A delegation of the Royal Cayman Islands Police Service has been on the ground for five days in the British Virgin Islands, and on Thursday it went a long way toward re-establishing security on Tortola.

The 16 members of the RCIPS force in BVI was part of an exercise that resulted in securing a local prison that had been compromised by Hurricane Irma. Seventy prisoners were reported to have escaped during the storm, but after a joint police exercise, they are all back behind bars.

Matthew Forbes, head of the Governor’s Office in the Cayman Islands, who is deployed with the RCIPS on Tortola, relayed the news of the prison operation to the Cayman Compass on Thursday.

“This morning, there was a joint operation led by the BVI police in partnership with the RCIPS officers here, with Royal Marines in support,” he said. “They managed to recapture 70 prisoners. The prisons hadn’t been secure, but the prison is now secured and the prisoners have been incarcerated. Obviously, we’re very pleased about that and it’s a great accomplishment for the RCIPS team that went in.”

The RCIPS officers are based in Road Town, the capital of Tortola, where they have been tasked with patrolling the area and providing visible security around banks and food convoys. Mr. Forbes said the police have encountered buildings and trees that were destroyed and downed power lines in several areas of Road Town. He also said that communication is problematic outside of the capital.

“There’s a cleanup operation starting, and things are beginning to get a bit better,” he said. “It’s going to take time. I think anyone who went through Hurricane Ivan will know how long these things take.”

A contingent of 45 British officers are also on the scene.
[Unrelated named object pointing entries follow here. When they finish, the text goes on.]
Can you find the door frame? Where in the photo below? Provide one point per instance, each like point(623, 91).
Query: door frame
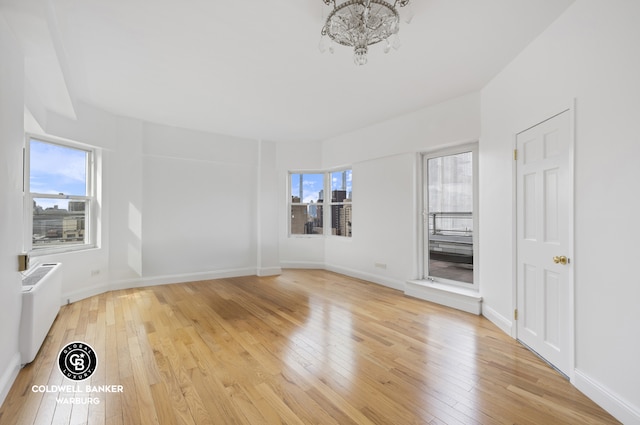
point(569, 107)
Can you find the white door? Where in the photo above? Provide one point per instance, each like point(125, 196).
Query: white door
point(544, 222)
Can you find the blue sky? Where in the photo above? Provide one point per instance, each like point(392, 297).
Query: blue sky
point(56, 169)
point(312, 184)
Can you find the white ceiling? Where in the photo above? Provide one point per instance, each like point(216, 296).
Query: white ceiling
point(252, 68)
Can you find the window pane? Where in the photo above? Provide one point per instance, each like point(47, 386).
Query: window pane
point(341, 181)
point(450, 188)
point(58, 222)
point(56, 169)
point(306, 219)
point(341, 219)
point(307, 188)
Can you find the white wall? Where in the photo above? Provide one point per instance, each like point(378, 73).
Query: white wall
point(384, 160)
point(11, 142)
point(199, 203)
point(589, 54)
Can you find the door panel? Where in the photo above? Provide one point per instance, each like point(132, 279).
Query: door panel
point(543, 230)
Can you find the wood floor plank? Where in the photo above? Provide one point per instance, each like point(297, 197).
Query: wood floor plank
point(305, 347)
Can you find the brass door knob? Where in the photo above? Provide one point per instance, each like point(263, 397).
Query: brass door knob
point(560, 260)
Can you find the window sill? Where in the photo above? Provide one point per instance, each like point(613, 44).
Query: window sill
point(65, 250)
point(448, 295)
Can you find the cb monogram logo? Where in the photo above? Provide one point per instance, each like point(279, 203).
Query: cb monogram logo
point(77, 361)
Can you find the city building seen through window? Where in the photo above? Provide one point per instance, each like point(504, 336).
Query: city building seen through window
point(308, 201)
point(60, 195)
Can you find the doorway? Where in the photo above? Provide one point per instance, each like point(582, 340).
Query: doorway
point(544, 208)
point(449, 216)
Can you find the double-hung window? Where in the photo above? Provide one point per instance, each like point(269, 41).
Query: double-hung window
point(310, 193)
point(341, 203)
point(306, 201)
point(60, 195)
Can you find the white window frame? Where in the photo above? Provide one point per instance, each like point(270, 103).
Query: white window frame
point(327, 204)
point(291, 204)
point(424, 214)
point(331, 204)
point(90, 229)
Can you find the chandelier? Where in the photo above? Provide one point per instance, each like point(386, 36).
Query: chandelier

There are lots of generators in Road Town and some buildings have power, but wholesale recovery could take weeks or months.

Mr. Forbes said he is not certain how long the RCIPS will stay on Tortola to assist in the recovery. The Cayman officers were the first outside police to arrive as reinforcements.

Cayman’s police helicopter has been on Turks and Caicos assisting with aerial reconnaissance and support for much of this week.

“Without adequate policing, the environment cannot stabilize enough for aid to be delivered and people to get the help they need,” said Derek Byrne, Cayman Islands police commissioner. “We are proud to be able to help the Royal Virgin Islands Police Force restore law and order and deliver humanitarian aid.”

At some point, the RCIPS unit, which traveled to Tortola after an urgent request from BVI Governor Augustus Jaspert, will have time to reflect on their efforts to preserve a neighboring community. For now, they are too busy with the day-to-day business of police work to think about their place in the world.

“That’s something that maybe they’ll think about when they come back,” said Mr. Forbes. “At the moment, there’s just a big focus on trying to do things. It’s long days for everybody.”